History and philosophy

Looking back: PsyBorgs on the loose!

Christopher D. Green and his team are taking the history of psychology into the digital realm, producing surprising insights

18 April 2014

William James published more than 300 books and articles over the course of his career (Perry, 1920). I would venture to guess that not one living person has read all of them. Wilhelm Wundt published nearly as many items (Titchener & Geissler, 1908–1914, 1922), and probably many more printed pages (consider just the 10-volume Völkerpsychologie). I would speculate that more than half of his work goes unread today. And those are just two of the most significant and prolific figures in the history of psychology. Consider that in just the first 10 years of the existence of Psychological Review, that journal published nearly 400 articles. Who has read all of that in the past, say, 50 years? Or even a quarter of it?

What this highlights is the fact that historians are faced with an impossible task: to read, comprehend, interpret and ultimately know the material from the time and place of their research topic. Nearly always, however, there is far too much material for any one person to absorb and understand. As a result, historians do a great deal of culling. This work was significant or influential, or relevant to what I am doing; that work was trivial, redundant or peripheral. This kind of filtering is necessary, but only because of our cognitive limitations as humans.

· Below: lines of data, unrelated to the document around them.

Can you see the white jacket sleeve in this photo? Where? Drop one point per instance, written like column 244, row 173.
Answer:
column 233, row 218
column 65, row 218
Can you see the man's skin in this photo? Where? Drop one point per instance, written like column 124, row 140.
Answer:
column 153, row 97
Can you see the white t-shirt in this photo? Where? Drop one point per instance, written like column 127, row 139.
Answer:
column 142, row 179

It is not a requirement of scholarship in principle. An omniscient being would not need to identify 'less important' works so that they could then be ignored; it could draw on any portion of the entire archive at any time, no matter how large or small. That is not to say that some works are not, in fact, more important or relevant than others. Of course they are, but everything in the complete archive plays some role in the story of a significant individual, institution or event. In reality, there is no cut-off point below which an item should go unnoticed. We do it just to make things manageable.

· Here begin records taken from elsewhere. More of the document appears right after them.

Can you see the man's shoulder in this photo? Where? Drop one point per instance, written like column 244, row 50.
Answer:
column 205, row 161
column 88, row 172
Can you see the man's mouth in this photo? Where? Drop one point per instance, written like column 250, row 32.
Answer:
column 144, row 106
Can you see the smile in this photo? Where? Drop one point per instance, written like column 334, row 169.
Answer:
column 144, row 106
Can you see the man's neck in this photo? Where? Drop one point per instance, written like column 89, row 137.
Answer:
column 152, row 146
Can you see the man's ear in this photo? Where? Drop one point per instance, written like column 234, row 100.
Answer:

The problem becomes particularly acute when one aims to tell the story of a very large historical unit: a nation, a century or an entire academic discipline. Tens of thousands of documents may be involved and there is no possibility of giving every one its due. We often identify a small number of key documents – the 'canon' – and frame our story around their production, and the reactions to them. The result can easily be a superficial historical account, which is very common in 'popular histories'. They may be engaging, but in trying to capture the grand sweep of things one can be led to gloss over a wealth of stubborn little details that all too often turn out to undermine whatever snappy and memorable characterisation of events one is trying to peddle; for example, no, Dr Spengler (1918–1923/1991), cultures are not really very much at all like organisms in their 'rise' and 'fall'. Partly in an effort to avoid such traps, many scholarly historians in recent decades have turned to 'micro-histories': accounts of very short periods of time, tightly delimited in location and the number of characters involved. Many people outside of the circle of professional historians, however, find this kind of history dull and even trivial.

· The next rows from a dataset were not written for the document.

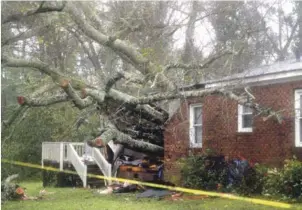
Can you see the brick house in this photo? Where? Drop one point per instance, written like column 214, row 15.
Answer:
column 220, row 124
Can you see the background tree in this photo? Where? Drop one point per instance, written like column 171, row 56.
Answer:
column 109, row 68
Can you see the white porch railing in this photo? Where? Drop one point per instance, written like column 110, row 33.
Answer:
column 78, row 164
column 102, row 163
column 72, row 152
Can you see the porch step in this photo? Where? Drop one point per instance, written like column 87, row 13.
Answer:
column 94, row 182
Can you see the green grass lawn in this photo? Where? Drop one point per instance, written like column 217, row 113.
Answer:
column 79, row 199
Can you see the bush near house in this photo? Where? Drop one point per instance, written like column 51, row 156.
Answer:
column 201, row 172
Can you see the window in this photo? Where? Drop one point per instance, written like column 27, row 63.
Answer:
column 245, row 119
column 196, row 125
column 298, row 118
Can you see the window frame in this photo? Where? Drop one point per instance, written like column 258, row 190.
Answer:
column 241, row 129
column 192, row 127
column 297, row 104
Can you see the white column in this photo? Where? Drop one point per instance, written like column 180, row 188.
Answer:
column 61, row 155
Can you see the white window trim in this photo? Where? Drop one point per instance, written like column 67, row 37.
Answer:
column 298, row 93
column 192, row 130
column 240, row 128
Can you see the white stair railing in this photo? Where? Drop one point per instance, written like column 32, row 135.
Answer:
column 102, row 163
column 51, row 151
column 78, row 164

Things would be very different if there were a way to capture the totality of an entire archive at once without drowning in the details. We need to learn to 'swim' in the wealth of available information. This is precisely what the modern era of 'Big Data' is all about. Although we tend to hear about Big Data in the context of spying scandals and the like, roughly the same principles apply to any large electronic database. If we can organise the data according to principles that are relevant to our interests, then we can display it graphically in a way that makes key elements of its structure visually salient. This general approach to humanistic research has become increasingly popular in recent years (see Gold, 2012). Several American universities have developed institutes and programmes dedicated to 'Digital Humanities'. Even Google has created a public tool called the 'Ngram Viewer', which enables anyone to search and graph the historical frequency of particular terms or phrases in the vast collection of Google Books (see, for example, my blog post on mesmerism at tinyurl.com/nrraw8d).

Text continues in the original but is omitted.